In the 70s the family decamped to Mexico for a period - Kreisler‘s typical quixotic impulsiveness after a visit to his ailing mother who was living there - where the artist became entranced by the country’s rich culture and ancient traditions, notably the Día de Muertos/Day of the Dead harvest festival with its decorative skeletons and roots going back to the days of the Aztecs. It adds considerably to the documentary that Horrocks goes to Mexico to interview family and get a sense of the atmosphere. It is here that we learn the dancing dogs that feature in a number of works are based on an Aztec motif of the hairless Mexican dogs that the Aztecs bred to warm their feet in winter and eat in the spring. These dogs become surrogates for the artist’s thoughts in a way that reminds me of Reg Mombasa.

One of the other highlights for me was Wystan Curnow’s discussion of Kreisler’s weather map paintings, which are a personal favourite of mine, as are the coat works and their inescapable kinship with Jim Dine’s dressing gowns (a point I don’t recall being picked up on in the film).

Later in life Kreisler suffered from poor health, high blood pressure and severe asthma, and in the last works before his untimely passing an awareness of death creeps into the paintings, perhaps an echo of the matter-of-fact, intimate and personal relationship with death he found in Mexican culture. He was only 63 when he died, leaving us to wonder what might have been.

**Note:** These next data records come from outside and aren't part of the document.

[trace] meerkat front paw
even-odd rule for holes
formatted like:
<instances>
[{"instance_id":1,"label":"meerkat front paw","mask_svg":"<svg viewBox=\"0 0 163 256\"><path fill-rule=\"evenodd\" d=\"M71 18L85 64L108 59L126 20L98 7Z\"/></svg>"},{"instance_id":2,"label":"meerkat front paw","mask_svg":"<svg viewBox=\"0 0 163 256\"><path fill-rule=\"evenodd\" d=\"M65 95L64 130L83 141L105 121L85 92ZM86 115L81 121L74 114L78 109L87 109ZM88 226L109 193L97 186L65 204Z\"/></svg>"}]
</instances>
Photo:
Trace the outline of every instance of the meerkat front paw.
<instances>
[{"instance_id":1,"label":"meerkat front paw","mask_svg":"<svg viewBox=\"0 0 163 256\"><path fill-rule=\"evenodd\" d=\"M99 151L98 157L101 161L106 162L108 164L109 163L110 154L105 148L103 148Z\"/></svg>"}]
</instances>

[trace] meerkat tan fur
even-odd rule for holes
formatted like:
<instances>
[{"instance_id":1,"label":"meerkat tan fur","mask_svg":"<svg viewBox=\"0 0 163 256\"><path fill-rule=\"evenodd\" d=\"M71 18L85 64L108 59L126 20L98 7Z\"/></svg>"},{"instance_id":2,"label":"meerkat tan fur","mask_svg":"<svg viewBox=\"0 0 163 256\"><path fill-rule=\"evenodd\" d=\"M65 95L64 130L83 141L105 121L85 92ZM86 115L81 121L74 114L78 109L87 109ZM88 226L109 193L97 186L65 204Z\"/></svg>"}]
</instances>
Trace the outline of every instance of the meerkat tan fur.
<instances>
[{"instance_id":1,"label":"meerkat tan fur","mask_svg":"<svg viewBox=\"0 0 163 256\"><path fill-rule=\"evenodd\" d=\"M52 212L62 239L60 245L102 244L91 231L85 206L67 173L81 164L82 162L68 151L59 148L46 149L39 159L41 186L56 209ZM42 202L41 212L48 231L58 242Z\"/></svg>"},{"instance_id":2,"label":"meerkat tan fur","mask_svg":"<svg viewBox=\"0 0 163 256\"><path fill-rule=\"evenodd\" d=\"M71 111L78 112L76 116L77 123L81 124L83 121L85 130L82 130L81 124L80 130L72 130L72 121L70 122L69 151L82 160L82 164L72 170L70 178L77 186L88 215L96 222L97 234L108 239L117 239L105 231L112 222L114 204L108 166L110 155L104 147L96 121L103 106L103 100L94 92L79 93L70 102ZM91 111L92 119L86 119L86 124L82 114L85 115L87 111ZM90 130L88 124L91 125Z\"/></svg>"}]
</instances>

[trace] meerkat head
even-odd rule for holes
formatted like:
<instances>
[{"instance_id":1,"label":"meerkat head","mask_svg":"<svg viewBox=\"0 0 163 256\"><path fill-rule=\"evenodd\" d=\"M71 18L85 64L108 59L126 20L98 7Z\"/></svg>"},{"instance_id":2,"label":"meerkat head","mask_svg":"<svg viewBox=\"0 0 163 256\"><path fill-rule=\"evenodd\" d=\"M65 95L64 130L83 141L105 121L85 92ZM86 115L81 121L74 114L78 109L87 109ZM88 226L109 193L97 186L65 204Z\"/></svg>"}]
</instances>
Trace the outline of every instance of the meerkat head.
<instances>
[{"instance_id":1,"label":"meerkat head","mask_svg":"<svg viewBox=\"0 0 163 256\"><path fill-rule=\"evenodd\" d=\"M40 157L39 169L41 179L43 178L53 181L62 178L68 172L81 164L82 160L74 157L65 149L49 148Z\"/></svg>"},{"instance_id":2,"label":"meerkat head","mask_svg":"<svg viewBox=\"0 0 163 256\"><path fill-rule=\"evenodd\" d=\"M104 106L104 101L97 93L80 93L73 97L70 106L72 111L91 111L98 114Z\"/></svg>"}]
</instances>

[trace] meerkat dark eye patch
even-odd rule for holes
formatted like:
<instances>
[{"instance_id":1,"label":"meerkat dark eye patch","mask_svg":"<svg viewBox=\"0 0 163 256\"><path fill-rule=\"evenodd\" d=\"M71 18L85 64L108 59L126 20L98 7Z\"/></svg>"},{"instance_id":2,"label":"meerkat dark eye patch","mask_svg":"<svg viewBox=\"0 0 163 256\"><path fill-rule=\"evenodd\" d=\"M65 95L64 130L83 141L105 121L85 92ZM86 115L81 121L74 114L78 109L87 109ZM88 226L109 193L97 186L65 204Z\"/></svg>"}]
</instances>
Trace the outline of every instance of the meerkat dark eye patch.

Horrocks’ documentary has created a very watchable immersion into this complex man and his work. If I have a minor cavil it is, perhaps, that given Kreisler’s relative obscurity it would have been nice to have had slightly more attention on the work, and slightly less of the various family, friends, art worlders and former students who obviously all adored him, but frequently seem to all be pretty much repeating each other a lot of the time. Otherwise it’s a great and highly informative record of the life of an artist deserving far more attention (even now) than he has had.